The Peter Mac and Deauville responses were identical in all but 1 patient. This finding is unsurprising because these criteria are similar and are intended to be simple and reproducible. For CMR, Peter Mac criteria require the uptake to be equal to or less than uptake in reference tissue in which the baseline lesion is located. Because of low background activity in the normal lung parenchyma, blood pool is the reference tissue in chest malignancies. Deauville, however, uses the organs of reference (blood pool or liver activity) for comparison. In lymphoma clinical trials, a Deauville score of 1–3 (uptake below or equal to the liver; Supplemental Table 1) on posttreatment PET is usually considered CMR (29). Adopting from lymphoma, in this study a Deauville score of 3 (equal to liver) was considered CMR. In practice, the difference between metabolic activity in the blood pool and liver is rather small and may be difficult to differentiate visually, particularly in the presence of treatment-induced inflammatory changes.

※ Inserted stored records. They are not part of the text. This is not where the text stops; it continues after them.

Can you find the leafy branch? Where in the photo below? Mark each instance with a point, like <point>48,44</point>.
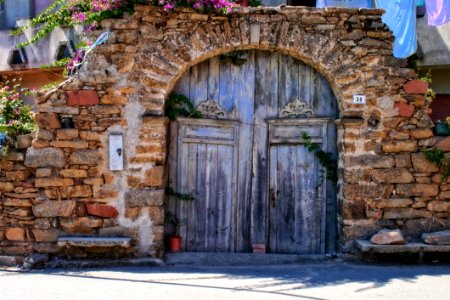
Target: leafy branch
<point>325,158</point>
<point>180,106</point>
<point>184,197</point>
<point>438,157</point>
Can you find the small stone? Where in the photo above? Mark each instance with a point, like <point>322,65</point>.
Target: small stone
<point>388,237</point>
<point>43,172</point>
<point>67,134</point>
<point>74,173</point>
<point>105,110</point>
<point>70,144</point>
<point>404,110</point>
<point>144,197</point>
<point>15,234</point>
<point>44,158</point>
<point>416,86</point>
<point>392,176</point>
<point>439,206</point>
<point>102,210</point>
<point>399,146</point>
<point>406,213</point>
<point>403,161</point>
<point>49,182</point>
<point>6,187</point>
<point>82,98</point>
<point>419,190</point>
<point>422,164</point>
<point>85,157</point>
<point>437,238</point>
<point>444,144</point>
<point>421,133</point>
<point>53,208</point>
<point>154,177</point>
<point>47,236</point>
<point>24,141</point>
<point>374,161</point>
<point>48,120</point>
<point>77,191</point>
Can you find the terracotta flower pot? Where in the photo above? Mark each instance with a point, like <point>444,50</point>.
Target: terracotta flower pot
<point>416,86</point>
<point>242,2</point>
<point>175,243</point>
<point>441,128</point>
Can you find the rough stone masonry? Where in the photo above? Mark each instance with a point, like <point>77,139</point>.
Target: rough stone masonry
<point>62,185</point>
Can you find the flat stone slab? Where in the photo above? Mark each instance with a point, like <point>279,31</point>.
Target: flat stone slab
<point>87,242</point>
<point>437,238</point>
<point>239,259</point>
<point>367,246</point>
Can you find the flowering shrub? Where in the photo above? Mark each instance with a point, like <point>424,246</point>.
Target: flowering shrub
<point>90,12</point>
<point>15,117</point>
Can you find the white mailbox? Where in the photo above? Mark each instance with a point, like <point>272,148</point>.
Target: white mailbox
<point>115,152</point>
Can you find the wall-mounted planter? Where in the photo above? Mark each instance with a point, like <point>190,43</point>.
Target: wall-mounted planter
<point>67,123</point>
<point>441,129</point>
<point>416,86</point>
<point>175,243</point>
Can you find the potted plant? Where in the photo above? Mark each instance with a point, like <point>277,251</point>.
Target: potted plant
<point>175,239</point>
<point>16,118</point>
<point>442,128</point>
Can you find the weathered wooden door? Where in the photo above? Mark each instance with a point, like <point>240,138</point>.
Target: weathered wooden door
<point>296,188</point>
<point>244,162</point>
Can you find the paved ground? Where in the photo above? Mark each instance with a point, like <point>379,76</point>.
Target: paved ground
<point>324,280</point>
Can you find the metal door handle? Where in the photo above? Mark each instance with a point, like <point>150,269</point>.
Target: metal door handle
<point>273,197</point>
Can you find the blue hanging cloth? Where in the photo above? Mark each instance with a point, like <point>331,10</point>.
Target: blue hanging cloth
<point>344,3</point>
<point>438,12</point>
<point>400,17</point>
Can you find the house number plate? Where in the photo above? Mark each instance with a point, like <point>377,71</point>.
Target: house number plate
<point>359,99</point>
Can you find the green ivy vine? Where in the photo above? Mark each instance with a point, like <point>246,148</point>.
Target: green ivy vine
<point>325,158</point>
<point>180,106</point>
<point>438,157</point>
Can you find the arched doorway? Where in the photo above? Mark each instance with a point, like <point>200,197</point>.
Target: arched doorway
<point>244,162</point>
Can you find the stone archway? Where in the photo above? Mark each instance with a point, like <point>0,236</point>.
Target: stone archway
<point>383,175</point>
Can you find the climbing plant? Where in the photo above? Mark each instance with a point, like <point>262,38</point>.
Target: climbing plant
<point>438,157</point>
<point>325,158</point>
<point>180,106</point>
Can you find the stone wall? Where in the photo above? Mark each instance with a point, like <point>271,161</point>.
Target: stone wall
<point>68,188</point>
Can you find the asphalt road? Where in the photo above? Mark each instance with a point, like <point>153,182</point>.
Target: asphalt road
<point>325,280</point>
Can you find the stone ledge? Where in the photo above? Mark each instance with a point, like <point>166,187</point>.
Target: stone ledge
<point>367,247</point>
<point>87,242</point>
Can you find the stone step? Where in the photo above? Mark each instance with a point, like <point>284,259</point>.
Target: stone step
<point>367,246</point>
<point>86,242</point>
<point>239,259</point>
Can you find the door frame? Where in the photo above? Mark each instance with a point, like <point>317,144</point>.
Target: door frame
<point>322,139</point>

Using liver as the organ of reference provides a slightly higher visual range for the imaging specialist, which may translate to easier interpretation and potentially less subjectivity. In addition, Deauville criteria have the advantage of widespread familiarity among imaging specialists. Nonetheless, prospective studies are needed to validate Deauville criteria in lung cancer and other solid tumor malignancies.

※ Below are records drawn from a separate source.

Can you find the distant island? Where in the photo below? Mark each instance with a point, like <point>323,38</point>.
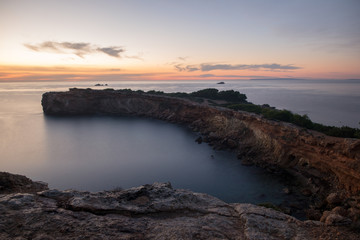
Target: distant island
<point>321,167</point>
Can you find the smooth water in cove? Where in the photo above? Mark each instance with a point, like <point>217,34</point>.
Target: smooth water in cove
<point>102,153</point>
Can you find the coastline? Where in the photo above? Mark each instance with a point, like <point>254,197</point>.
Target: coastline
<point>320,166</point>
<point>155,211</point>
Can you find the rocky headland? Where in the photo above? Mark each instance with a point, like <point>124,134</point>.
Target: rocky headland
<point>31,211</point>
<point>324,169</point>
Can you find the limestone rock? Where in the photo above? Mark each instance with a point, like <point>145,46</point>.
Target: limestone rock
<point>155,211</point>
<point>10,183</point>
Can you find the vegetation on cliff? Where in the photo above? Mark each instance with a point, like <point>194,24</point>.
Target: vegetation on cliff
<point>237,101</point>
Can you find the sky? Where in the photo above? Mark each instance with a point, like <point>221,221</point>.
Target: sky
<point>46,40</point>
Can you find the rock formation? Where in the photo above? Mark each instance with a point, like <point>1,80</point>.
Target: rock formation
<point>322,166</point>
<point>154,211</point>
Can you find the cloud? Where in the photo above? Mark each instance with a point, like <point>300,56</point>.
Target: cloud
<point>112,51</point>
<point>78,48</point>
<point>274,66</point>
<point>205,67</point>
<point>188,68</point>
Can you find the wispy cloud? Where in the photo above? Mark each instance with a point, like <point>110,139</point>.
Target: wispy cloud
<point>78,48</point>
<point>112,51</point>
<point>188,68</point>
<point>210,67</point>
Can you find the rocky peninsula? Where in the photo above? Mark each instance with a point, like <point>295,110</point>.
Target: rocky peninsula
<point>326,170</point>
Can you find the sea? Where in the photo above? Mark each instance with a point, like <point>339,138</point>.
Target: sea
<point>96,153</point>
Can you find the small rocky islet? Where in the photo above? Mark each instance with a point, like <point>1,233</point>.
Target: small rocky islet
<point>326,170</point>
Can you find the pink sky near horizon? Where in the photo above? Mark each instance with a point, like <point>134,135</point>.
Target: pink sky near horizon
<point>179,40</point>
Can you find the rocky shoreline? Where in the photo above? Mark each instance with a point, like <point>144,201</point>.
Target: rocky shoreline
<point>326,170</point>
<point>29,210</point>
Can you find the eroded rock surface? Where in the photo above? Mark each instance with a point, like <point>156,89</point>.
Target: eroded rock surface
<point>154,211</point>
<point>10,183</point>
<point>323,165</point>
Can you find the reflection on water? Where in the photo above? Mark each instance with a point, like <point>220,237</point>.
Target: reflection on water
<point>96,153</point>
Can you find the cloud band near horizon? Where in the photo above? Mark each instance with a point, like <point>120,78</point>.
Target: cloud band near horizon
<point>210,67</point>
<point>78,48</point>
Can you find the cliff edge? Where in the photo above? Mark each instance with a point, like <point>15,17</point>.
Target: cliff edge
<point>154,211</point>
<point>326,169</point>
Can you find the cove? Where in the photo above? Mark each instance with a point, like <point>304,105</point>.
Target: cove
<point>97,153</point>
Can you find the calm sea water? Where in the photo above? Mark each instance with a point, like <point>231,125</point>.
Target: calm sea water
<point>101,153</point>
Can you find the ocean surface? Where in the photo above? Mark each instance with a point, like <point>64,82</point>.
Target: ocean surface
<point>103,153</point>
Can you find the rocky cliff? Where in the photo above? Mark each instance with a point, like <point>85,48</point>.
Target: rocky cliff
<point>154,211</point>
<point>326,169</point>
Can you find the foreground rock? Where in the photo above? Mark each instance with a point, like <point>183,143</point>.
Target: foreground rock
<point>10,183</point>
<point>321,165</point>
<point>154,211</point>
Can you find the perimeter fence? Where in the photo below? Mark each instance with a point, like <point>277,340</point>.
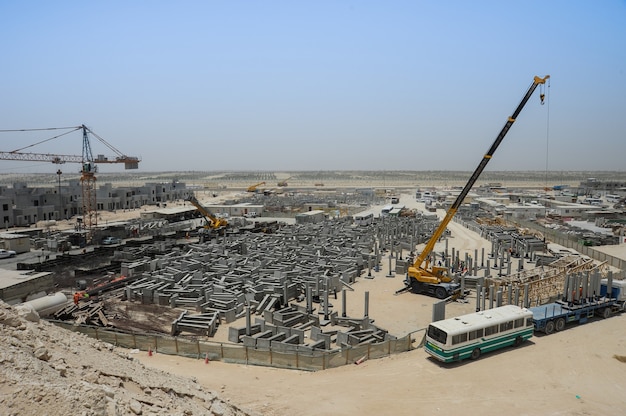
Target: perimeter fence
<point>297,358</point>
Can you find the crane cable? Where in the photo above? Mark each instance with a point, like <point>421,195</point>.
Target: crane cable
<point>542,95</point>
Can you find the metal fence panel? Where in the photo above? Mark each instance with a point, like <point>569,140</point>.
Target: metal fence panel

By pairing the 2 observers in each group based on their years of experience in PET response assessment, we aimed to minimize the inevitable interobserver variability. All 4 criteria showed strong interobserver agreement. The slightly higher κ values of the Peter Mac criteria may reflect the greater familiarity of the observers with these criteria. In a study by Fledelius et al. after 2 cycles of chemotherapy (no radiation) in 35 NSCLC patients, 8 readers evaluated the response based on PERCIST and Peter Mac criteria (30). Both approaches showed strong interobserver agreement but with higher overall agreement in PERCIST criteria. Subjective variability in inclusion of atelectatic changes in the region of interest for semiquantitative analysis was mentioned as one the reason for variability of response assessment by PERCIST. This is likely to be a more significant problem after radiotherapy due to its local inflammatory effects. Therefore, careful visual analysis is of paramount importance, regardless of the response criteria used.

This study has some limitations that should be acknowledged, including the retrospective nature of the analysis and the long time period over which scans were accrued. However, all PET scans were performed as part of prospective trials, harmonized protocols were applied within each, and all assessments were masked to the eventual outcomes.